Last week when I was poking around an area of work, I came across something that was almost 12 months out of date. It was not obvious and had certainly been missed in periodic cleanups, as it was placed in a cabinet out of sight and due to a number of factors (personnel turnover, lack of use of the area) it simply was never discovered. I pointed it out to someone, where it was promptly removed.
It reminded in general how little a fan I am of such things as drawers, cabinets, and closets.
Why? They would seem to be terrible useful storage area, right? We are always in need of additional space to store something or other, especially things that we don't always need right away. And who is against organization, right?
All true. I am freakish on my own organization, especially at work, to the point of maybe I have a problem. Clean and organized is the way I like my workspace. No, my complaint against the innocuous storage device is simply that it enables us to keep that which might better not be stored.
We often seem willing and able to place something to the side which we fully believe we will use one day. Waste not, want not, as the saying goes. But things change, people change, priorities change. Suddenly the thing that was so critical is now consigned to the dustbin of history, and things have moved on. But having placed things away in cabinets and drawers, they are now out of sight and therefore out of mind. It becomes a question of having the time to go back and sift through the detritus of time or simply move on with what is important now.
But to be fair, do we not do the same things with our souls?
We all bear pockets within ourselves of items not dealt with, relationships that ended badly or we simply just placed into limbo, of interests that we never really stopped caring about but really stopped doing, of feelings that we simply had no time for (or couldn't deal with). And so, rather than go through the hard work of either organizing and incorporating them into our lives or simply disposing of them, we temporize: we put them into the storage areas of our souls.
We never really deal with such things of course. We find them every now and again as we go through our daily lives: the anger at something that suddenly rages and we don't really understand why, the recurring interest in something we gave up years ago and was hardly healthy for us then, the thoughts of people that drift into our lives. It's as if we were going through cabinets again, randomly finding things.

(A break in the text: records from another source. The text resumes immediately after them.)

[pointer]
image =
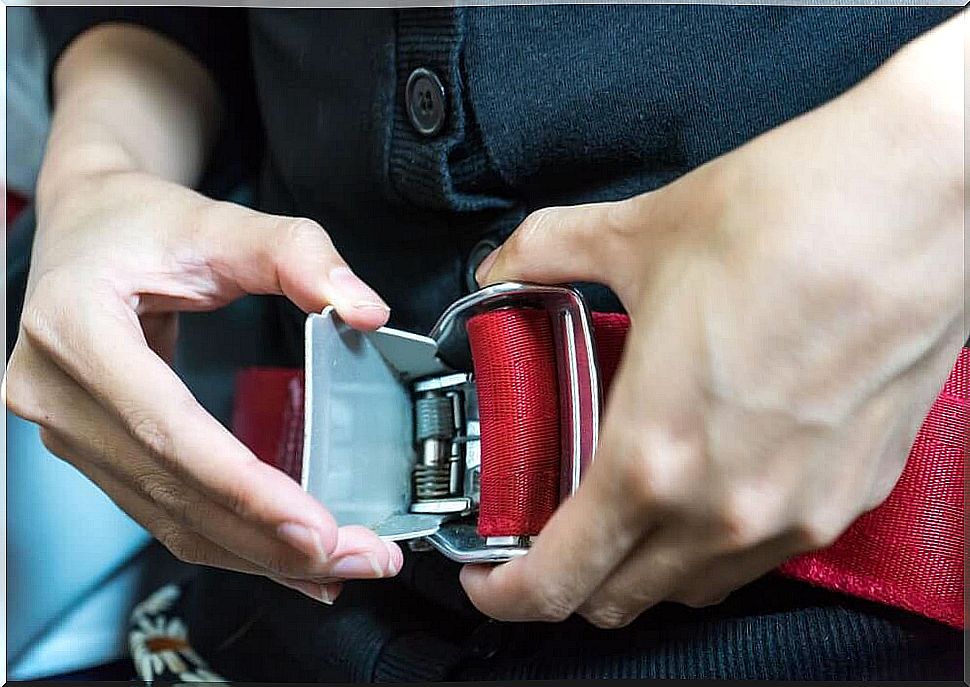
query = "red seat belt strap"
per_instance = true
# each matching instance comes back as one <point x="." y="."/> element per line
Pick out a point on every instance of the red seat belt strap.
<point x="907" y="553"/>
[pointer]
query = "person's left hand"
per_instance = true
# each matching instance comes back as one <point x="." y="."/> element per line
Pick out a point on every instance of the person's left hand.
<point x="795" y="306"/>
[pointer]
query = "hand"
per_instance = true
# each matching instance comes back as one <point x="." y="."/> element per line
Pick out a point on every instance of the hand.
<point x="116" y="256"/>
<point x="796" y="306"/>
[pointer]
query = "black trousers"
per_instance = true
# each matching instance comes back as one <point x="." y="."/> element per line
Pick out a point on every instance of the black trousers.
<point x="774" y="628"/>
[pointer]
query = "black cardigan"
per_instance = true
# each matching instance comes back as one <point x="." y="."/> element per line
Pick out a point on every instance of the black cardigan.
<point x="545" y="105"/>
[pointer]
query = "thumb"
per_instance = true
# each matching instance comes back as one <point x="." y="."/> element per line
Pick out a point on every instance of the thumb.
<point x="563" y="244"/>
<point x="293" y="257"/>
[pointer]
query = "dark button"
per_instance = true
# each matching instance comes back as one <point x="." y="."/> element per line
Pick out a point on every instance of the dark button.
<point x="425" y="98"/>
<point x="475" y="257"/>
<point x="485" y="641"/>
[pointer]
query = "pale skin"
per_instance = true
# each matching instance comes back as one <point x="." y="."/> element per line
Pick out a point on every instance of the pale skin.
<point x="795" y="304"/>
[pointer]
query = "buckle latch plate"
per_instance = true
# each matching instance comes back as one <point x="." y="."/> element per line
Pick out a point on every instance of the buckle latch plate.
<point x="359" y="447"/>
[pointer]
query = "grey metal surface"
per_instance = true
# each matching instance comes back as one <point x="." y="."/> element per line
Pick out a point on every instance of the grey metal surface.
<point x="358" y="443"/>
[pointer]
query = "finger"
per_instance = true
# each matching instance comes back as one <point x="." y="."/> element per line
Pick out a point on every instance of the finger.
<point x="161" y="333"/>
<point x="715" y="582"/>
<point x="291" y="256"/>
<point x="104" y="445"/>
<point x="108" y="356"/>
<point x="564" y="244"/>
<point x="647" y="577"/>
<point x="185" y="544"/>
<point x="580" y="545"/>
<point x="324" y="592"/>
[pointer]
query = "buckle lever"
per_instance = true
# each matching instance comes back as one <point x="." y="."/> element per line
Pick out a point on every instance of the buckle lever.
<point x="391" y="420"/>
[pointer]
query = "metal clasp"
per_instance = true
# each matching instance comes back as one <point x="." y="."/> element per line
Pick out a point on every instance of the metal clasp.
<point x="391" y="420"/>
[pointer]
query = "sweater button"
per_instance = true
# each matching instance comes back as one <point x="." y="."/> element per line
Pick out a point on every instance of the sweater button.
<point x="424" y="97"/>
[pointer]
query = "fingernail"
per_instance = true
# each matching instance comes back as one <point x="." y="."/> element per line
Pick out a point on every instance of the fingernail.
<point x="301" y="538"/>
<point x="357" y="565"/>
<point x="356" y="291"/>
<point x="392" y="567"/>
<point x="330" y="592"/>
<point x="485" y="266"/>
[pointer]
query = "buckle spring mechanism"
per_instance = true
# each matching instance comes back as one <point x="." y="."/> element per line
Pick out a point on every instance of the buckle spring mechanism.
<point x="391" y="428"/>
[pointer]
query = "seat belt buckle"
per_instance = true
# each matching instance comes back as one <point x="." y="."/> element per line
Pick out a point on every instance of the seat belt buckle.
<point x="391" y="426"/>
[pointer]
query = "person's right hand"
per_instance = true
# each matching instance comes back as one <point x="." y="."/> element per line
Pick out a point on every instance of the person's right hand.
<point x="116" y="256"/>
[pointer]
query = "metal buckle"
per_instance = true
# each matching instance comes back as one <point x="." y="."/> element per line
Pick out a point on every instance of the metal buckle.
<point x="360" y="449"/>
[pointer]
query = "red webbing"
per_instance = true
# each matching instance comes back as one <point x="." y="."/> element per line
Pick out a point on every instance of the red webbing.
<point x="267" y="416"/>
<point x="519" y="420"/>
<point x="907" y="553"/>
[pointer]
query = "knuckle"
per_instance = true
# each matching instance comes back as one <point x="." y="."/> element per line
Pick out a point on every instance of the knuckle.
<point x="52" y="442"/>
<point x="185" y="546"/>
<point x="531" y="231"/>
<point x="817" y="531"/>
<point x="610" y="617"/>
<point x="163" y="492"/>
<point x="305" y="235"/>
<point x="742" y="522"/>
<point x="238" y="497"/>
<point x="20" y="397"/>
<point x="149" y="432"/>
<point x="552" y="604"/>
<point x="279" y="563"/>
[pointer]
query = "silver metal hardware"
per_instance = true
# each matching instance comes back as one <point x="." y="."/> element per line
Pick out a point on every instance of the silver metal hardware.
<point x="391" y="421"/>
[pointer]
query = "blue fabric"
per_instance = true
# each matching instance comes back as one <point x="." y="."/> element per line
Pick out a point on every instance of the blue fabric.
<point x="547" y="105"/>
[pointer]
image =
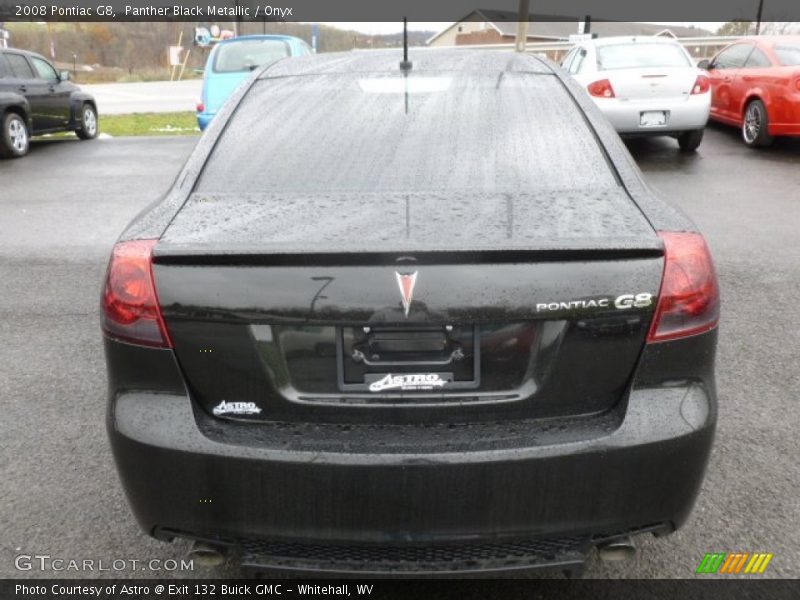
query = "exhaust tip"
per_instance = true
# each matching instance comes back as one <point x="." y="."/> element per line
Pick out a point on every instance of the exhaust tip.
<point x="617" y="550"/>
<point x="206" y="555"/>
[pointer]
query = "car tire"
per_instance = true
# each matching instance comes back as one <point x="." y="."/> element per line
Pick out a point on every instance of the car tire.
<point x="89" y="128"/>
<point x="14" y="137"/>
<point x="755" y="125"/>
<point x="690" y="140"/>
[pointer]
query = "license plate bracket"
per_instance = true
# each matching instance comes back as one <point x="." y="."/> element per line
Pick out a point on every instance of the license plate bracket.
<point x="653" y="118"/>
<point x="429" y="359"/>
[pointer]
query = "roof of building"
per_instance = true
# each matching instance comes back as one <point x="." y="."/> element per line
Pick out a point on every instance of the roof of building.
<point x="544" y="26"/>
<point x="422" y="59"/>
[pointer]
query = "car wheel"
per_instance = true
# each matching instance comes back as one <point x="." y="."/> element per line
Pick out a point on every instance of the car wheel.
<point x="88" y="129"/>
<point x="755" y="126"/>
<point x="690" y="140"/>
<point x="14" y="140"/>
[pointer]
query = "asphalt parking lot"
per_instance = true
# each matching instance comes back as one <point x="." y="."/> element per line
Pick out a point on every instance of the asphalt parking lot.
<point x="62" y="207"/>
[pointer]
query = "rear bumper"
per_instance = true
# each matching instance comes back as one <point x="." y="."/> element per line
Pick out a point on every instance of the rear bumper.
<point x="684" y="114"/>
<point x="182" y="480"/>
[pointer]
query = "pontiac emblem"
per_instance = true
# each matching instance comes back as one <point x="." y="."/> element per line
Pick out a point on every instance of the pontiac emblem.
<point x="406" y="281"/>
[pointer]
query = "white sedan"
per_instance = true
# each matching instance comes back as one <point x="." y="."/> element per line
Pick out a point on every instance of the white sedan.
<point x="645" y="86"/>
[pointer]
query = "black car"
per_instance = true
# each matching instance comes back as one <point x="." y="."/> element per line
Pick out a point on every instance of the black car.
<point x="410" y="321"/>
<point x="37" y="99"/>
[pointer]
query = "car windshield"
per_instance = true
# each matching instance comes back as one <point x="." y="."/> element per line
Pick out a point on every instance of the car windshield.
<point x="638" y="55"/>
<point x="245" y="55"/>
<point x="471" y="132"/>
<point x="788" y="56"/>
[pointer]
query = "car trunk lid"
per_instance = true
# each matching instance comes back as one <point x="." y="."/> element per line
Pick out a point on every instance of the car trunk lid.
<point x="408" y="307"/>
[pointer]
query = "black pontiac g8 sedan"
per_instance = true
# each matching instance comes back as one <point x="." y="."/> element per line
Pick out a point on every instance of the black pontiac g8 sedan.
<point x="410" y="321"/>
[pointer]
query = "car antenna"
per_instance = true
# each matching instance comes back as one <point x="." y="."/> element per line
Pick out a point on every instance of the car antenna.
<point x="405" y="64"/>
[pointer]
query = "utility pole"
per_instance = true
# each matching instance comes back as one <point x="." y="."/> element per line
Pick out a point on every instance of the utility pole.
<point x="758" y="16"/>
<point x="522" y="26"/>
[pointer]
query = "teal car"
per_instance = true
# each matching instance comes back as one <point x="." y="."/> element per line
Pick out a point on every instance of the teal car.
<point x="231" y="62"/>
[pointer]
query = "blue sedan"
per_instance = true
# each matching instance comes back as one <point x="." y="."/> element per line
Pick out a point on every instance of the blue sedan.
<point x="232" y="61"/>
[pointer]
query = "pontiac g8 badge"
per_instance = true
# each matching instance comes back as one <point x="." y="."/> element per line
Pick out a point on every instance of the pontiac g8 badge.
<point x="406" y="282"/>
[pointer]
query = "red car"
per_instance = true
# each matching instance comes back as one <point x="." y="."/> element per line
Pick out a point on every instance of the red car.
<point x="755" y="85"/>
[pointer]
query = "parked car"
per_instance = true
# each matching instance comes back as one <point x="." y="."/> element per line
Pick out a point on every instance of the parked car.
<point x="755" y="85"/>
<point x="36" y="99"/>
<point x="232" y="61"/>
<point x="645" y="86"/>
<point x="419" y="341"/>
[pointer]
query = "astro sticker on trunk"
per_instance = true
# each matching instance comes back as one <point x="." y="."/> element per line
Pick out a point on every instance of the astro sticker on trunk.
<point x="236" y="408"/>
<point x="409" y="382"/>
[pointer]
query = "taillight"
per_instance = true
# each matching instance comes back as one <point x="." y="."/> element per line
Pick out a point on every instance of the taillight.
<point x="130" y="306"/>
<point x="601" y="89"/>
<point x="689" y="300"/>
<point x="701" y="85"/>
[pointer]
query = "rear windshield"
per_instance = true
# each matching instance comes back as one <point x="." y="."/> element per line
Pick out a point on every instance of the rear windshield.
<point x="640" y="55"/>
<point x="788" y="56"/>
<point x="428" y="132"/>
<point x="246" y="55"/>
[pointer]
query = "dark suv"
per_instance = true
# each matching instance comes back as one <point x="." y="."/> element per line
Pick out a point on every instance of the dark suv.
<point x="37" y="99"/>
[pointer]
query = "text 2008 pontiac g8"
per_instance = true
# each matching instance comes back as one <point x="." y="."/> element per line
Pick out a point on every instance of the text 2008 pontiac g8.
<point x="411" y="321"/>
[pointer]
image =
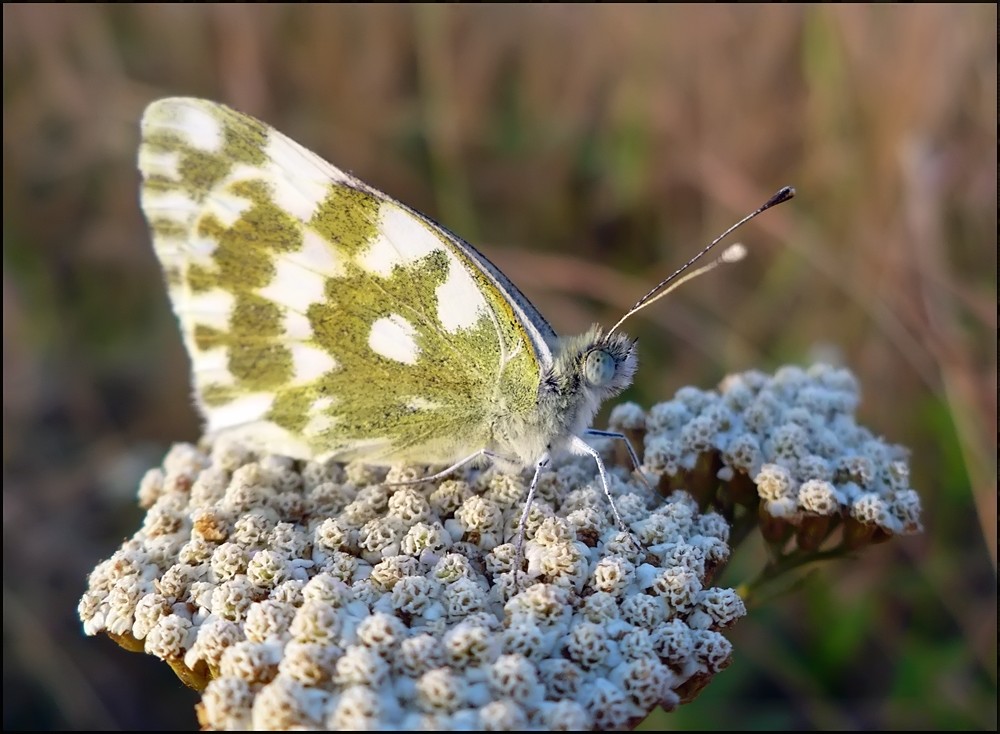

I don't wonder if use this storage device the way a pack rat stores things, that somehow these things are the potential lifeline in case of an event which may never happen. Or is simply the denial of the life that we actually have, an act of resistance in keeping those things which we once held dear and have no hope of or ability to do? Or perhaps we're simply lazy: we've learned to clean our living areas, but not clean up our lives.
That's what it comes to, of course. Cleaning out our lives. Like a facility cleaning day, where everyone takes a day to simply clean out the contents of every drawer and cabinet and closet. Get the garbage bins, get some pizza, start sorting through the detritus of some number of years, keeping that which is important or relevant, disposing of that which is not longer so or simply expired.
Because like most everything else, lots of things in our lives have expiration dates. Keeping them out of sight prevents us from disposing of them, lightening our load, and moving on.